Bloodride Saison 1 : critique qui n'a pas pris une ride

Mathieu Jaborska | 18 mars 2020 - MAJ : 09/03/2021 15:58
Mathieu Jaborska | 18 mars 2020 - MAJ : 09/03/2021 15:58

Les anthologies ont toujours profité à Netflix. Bien sûr, l’exemple de Black Mirror, ses forces et ses faiblesses, vient directement en tête. Mais la plateforme a également su fédérer avec le Love, Death & Robots produit par David Fincher, une suite de courts-métrages d’animation (ou live) à l’ambition parfois démesurée. Récemment, elle s’est également fait remarquer grâce à la diversité de ses investissements, en Europe surtout. Pourquoi ne pas combiner les deux ? C’est exactement ce que fait Bloodride, série norvégienne de Kjetil Indregard.

PILOTE AUTOMATIQUE

« A voir dans n’importe quel ordre » : voilà comment la plateforme introduit le programme. La série est censée ne pas connaître de forme de narration globale, mis à part un simple fil rouge ouvrant chacun des 6 épisodes. Les personnages prennent place dans un bus un peu décrépi, un conducteur au regard allumé appuie sur l’accélérateur, le titre s’affiche. Nous serions donc parti pour le blood ride du titre, théoriquement une plongée pleine d’embardée dans des histoires aussi sadiques que sanglantes.
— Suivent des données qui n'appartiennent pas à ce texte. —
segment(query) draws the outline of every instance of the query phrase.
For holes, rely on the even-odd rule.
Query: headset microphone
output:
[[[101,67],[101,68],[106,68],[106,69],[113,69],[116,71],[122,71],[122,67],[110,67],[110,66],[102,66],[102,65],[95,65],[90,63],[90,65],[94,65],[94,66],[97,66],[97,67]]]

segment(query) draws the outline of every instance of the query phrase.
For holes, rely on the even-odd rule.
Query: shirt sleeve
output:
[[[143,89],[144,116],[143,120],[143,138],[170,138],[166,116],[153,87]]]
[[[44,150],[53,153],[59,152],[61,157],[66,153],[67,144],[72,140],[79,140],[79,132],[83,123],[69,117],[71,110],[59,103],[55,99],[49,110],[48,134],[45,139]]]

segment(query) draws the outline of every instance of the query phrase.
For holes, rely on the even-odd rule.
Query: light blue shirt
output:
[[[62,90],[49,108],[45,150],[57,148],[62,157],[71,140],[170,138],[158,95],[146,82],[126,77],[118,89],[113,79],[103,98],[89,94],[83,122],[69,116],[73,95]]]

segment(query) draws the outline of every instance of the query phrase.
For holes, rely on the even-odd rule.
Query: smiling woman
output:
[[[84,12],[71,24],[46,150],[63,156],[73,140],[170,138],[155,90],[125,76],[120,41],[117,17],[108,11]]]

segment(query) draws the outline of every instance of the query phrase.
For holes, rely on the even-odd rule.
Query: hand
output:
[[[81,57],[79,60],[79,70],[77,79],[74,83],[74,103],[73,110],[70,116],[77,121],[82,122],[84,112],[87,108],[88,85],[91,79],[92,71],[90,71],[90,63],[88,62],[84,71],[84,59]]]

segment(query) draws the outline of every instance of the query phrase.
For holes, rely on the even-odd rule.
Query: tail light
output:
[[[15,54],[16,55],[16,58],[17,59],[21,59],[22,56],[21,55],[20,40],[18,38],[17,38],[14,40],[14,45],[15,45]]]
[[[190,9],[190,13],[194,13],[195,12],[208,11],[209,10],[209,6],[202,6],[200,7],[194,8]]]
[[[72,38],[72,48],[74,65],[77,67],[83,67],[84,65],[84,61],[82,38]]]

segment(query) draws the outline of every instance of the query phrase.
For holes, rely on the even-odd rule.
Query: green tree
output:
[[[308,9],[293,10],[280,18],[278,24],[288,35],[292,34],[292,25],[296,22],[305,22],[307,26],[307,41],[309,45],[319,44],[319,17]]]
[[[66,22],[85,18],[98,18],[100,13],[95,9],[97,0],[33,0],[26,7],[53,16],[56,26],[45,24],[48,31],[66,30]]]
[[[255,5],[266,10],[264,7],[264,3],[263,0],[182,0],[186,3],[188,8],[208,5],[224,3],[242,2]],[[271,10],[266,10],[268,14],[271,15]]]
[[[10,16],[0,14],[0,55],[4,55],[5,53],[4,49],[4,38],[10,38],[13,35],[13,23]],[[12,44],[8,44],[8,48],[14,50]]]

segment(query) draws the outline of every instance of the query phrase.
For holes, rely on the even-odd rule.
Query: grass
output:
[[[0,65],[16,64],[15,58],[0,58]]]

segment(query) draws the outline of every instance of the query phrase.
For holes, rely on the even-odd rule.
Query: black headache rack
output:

Autant le dire tout de suite, il est préférable d’oublier le plaisir coupable et bourrin vendu par un titre qui ferait pâlir de jalousie nos articles d’actualité les plus opportunistes. Le blood ride se transforme tout de suite en pêche aux canards plus violente que la moyenne. Production Netflix oblige, l’ensemble se distingue, ou plutôt ne se distingue pas, par une photographie ultra précise mais ultra terne et surtout tout sauf sale.

Quelques effusions d’hémoglobine artificielles ponctuent rarement les meilleurs épisodes comme Un terrible écrivain ou La tête dans le sable, faisant littéralement tâche dans une ambiance visuelle typique du N rouge, bien plus adaptée à une science-fiction clinique et bien trop froide qu’à 30 minutes de fantastique et d’épouvante.

 

photoElephant Man

 

Dans les faits, on est plus en présence d’une sorte de réappropriation des codes de La Quatrième Dimension, en plus convenu. Il s’agit de scénettes ayant pour principal intérêt un twist final, parfois doublé pour plus d’effet. Comme pour la plupart des productions du genre, le défaut réside dans ce culte du retournement de situation, autour duquel se construit tout le récit. Forcément, le reste ne raconte plus rien, et tend trop vers une issue pas si importante.

Faut-il encore rappeler que La Quatrième Dimension s’efforçait justement de raconter quelque chose, une chose simple en général, dans ses épisodes ? L’efficacité desdits twists pourrait encore faire passer le tout au forceps, tels les moins subtils des épisodes de Black Mirror. Mais si certains s’en sortent avec les honneurs (le dernier), d’autres s’avèrent plus téléphonés (l’école hantée), voire carrément honteux (Trois frères fous, où comment recycler éternellement la même histoire).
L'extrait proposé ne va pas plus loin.